Both Sides Now
Far Out Isn’t Far Enough: The Tomi Ungerer Story uses a restrained few talking heads, animated sequences, photos, and several locations but relies on its subject’s charm to thread together its ninety-eight minutes. U.S. premičring at the non-fiction third DOC NYC Festival, director/writer/co-producer Brad Bernstein’s study is a joyride rediscovery of an artist-writer who flourished against the tide of the Eisenhower ‘50s and in the protest ‘60s, fell into disrepute and obscurity, has recently been resuscitated, and throughout has remained his unique self.
Drawings from his mid-century children’s books and the anti-war/anti-discrimination posters will strike chords of memory, but the whole life is of one piece. A wife and children of his own is a surprise not hinted until nearly the end, but grown daughter Aria summarizes that Tomi’s (from middle name Thomas) -- “not my father’s or “dad’s” -- life has been a search for identity.
“Search” in part, for four locations are central. And “identity,” in that the life and the work in those diverse venues is an attempt to deal with polar opposites and create the interface where they may meet as equals in one whole.
This reconciliation of contrarieties is not proved in the film, even though Ungerer suggests and affirms it himself. It is not disproved, either, nor does it matter.
Born into a cultured family, he lost his adored father early, showed drawing talent, and lived through the Nazi occupation of natal Alsace-Lorraine. Historically a ping-pong ball between two nations, the area was forced to speak German, and although his widowed mother flaunted her French, he had to change his language in school and to this day pronounces his fluent English with a mild Teutonic accent.
After long periods in New York, Nova Scotia and Ireland, he currently is helping to bring together those two longtime enemies and extends the concept to his own life and art in bridging good and bad, courage and fear, innocence and experience, childhood and adulthood, straight and kinky sex, rather than “protecting” his fellow beings.

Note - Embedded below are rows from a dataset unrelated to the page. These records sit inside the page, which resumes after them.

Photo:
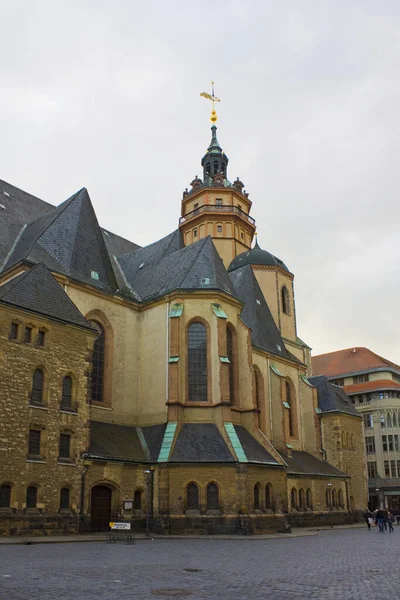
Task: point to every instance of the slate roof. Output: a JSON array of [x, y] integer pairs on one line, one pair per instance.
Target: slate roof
[[256, 313], [351, 360], [166, 266], [253, 450], [332, 398], [303, 463], [108, 440], [256, 256], [36, 290], [200, 443]]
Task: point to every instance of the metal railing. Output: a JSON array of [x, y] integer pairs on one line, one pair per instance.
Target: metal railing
[[220, 208]]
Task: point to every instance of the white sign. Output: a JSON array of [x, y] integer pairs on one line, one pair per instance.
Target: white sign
[[120, 525]]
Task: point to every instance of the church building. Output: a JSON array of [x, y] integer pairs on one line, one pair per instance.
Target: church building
[[163, 383]]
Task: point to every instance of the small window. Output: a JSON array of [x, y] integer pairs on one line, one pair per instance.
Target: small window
[[65, 498], [5, 496], [65, 443], [31, 497], [14, 331], [34, 442]]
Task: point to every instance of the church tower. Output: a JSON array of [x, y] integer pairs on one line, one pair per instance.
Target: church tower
[[216, 207]]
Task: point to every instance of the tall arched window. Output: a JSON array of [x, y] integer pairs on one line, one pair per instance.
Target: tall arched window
[[37, 386], [308, 498], [5, 496], [97, 375], [289, 400], [257, 496], [269, 502], [31, 497], [66, 398], [192, 497], [285, 300], [293, 498], [197, 363], [230, 352], [212, 497]]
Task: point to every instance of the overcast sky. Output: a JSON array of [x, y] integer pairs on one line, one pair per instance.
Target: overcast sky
[[105, 94]]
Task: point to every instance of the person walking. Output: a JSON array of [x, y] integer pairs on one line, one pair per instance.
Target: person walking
[[390, 520]]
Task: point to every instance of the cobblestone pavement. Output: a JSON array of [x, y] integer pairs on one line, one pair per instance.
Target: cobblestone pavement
[[350, 565]]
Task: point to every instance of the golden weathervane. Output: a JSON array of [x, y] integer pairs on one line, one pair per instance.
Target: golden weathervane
[[213, 99]]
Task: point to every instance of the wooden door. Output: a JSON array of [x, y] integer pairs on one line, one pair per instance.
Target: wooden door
[[100, 508]]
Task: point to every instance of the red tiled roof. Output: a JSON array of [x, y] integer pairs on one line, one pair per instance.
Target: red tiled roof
[[346, 361], [370, 386]]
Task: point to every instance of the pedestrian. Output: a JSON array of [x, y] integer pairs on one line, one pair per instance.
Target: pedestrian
[[390, 520], [368, 518]]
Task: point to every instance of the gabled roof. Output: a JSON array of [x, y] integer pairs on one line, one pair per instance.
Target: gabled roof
[[36, 290], [351, 360], [68, 240], [256, 313], [167, 266], [332, 398]]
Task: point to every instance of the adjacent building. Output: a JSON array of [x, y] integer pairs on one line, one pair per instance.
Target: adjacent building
[[373, 385]]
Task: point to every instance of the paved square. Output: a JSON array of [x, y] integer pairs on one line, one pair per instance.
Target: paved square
[[343, 564]]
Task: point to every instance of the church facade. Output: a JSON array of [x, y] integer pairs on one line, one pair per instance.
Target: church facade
[[163, 385]]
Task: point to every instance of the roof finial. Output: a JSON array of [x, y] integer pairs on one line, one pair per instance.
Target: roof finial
[[213, 98]]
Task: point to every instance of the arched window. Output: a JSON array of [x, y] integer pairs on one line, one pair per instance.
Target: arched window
[[5, 496], [197, 363], [192, 497], [293, 498], [65, 497], [137, 500], [301, 499], [285, 300], [308, 498], [231, 354], [31, 497], [289, 401], [269, 501], [97, 375], [257, 496], [37, 386], [66, 398], [212, 497]]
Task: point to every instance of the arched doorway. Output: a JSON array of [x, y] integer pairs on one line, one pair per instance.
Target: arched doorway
[[100, 508]]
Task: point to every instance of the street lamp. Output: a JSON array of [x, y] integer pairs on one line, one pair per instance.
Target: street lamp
[[148, 478]]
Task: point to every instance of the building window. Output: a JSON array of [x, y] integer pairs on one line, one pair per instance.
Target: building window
[[285, 300], [137, 500], [368, 420], [37, 386], [372, 470], [212, 497], [197, 363], [291, 415], [192, 497], [257, 496], [65, 445], [14, 331], [34, 442], [370, 444], [98, 364], [31, 497], [5, 496], [66, 398], [65, 498]]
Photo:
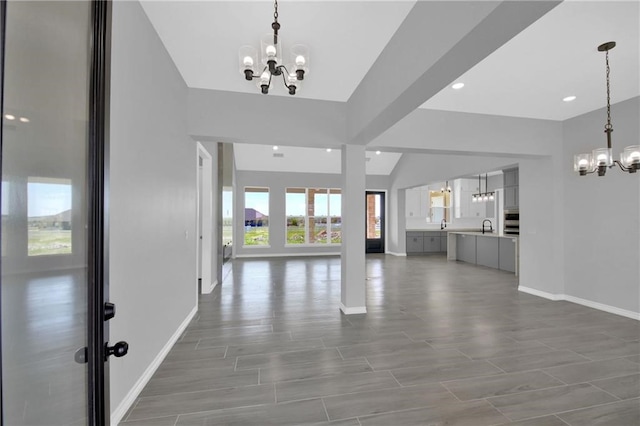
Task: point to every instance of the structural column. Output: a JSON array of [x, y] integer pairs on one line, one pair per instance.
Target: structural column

With sixty dollars, he sailed to America, which advertising had made the postwar beacon of opportunity, and in a New York where one could still make a phone call, get an interview and be hired on the spot, the young man was soon in demand as a commercial illustrator. Eye-catching, his work went against the reigning Norman Rockwell school of freckled kids, mom and apple pie. Influenced by The New Yorker style of satirical line drawings, he also became a mightily successful author-illustrator of children’s books in which non-fuzzy-wuzzy creatures are the characters and youngsters’ bright delight is side by side with dark fear -- an essential life lesson, he affirms.
After his own WWII childhood experiences, a trip to Jim Crow Texas and the restive ‘60s youth rebellion led him into designing posters the bluntness of which still resonates true today.
He had also been doing erotic black and white drawings embellished with blood red, particularly about BDSM. These went beyond the then-controversial fetish photos of The Notorious Bettie Page, and, shorn of his trademark beard, the impish octogenarian now discusses his own coincidental experience in that direction and shows off related exhibits in one of his several scattered studios.
As soon as this side of his output was discovered, he was vilified, the children’s books withdrawn from libraries and stores, his career up in smoke. A roll-your-own cigarette perpetually in his hand or mouth -- he asks if the filmmaker minds -- he voices dismay at such fascist book-burning in the land of the free, and recounts his and his family’s stay in boondocks Canada and then finding their paradise in Ireland.
The film’s many “subversive” Ungerer drawings would be the star anywhere but here. The artist himself overshadows even his fascinating work. His blue eyes, acerbic wit and enthusiasm undimmed, he is an ideal host. In New York City again, for the launch of his first new children’s book in twenty-three years and reissue of the once-proscribed others, he charms kids and their parents -- and the filmgoer.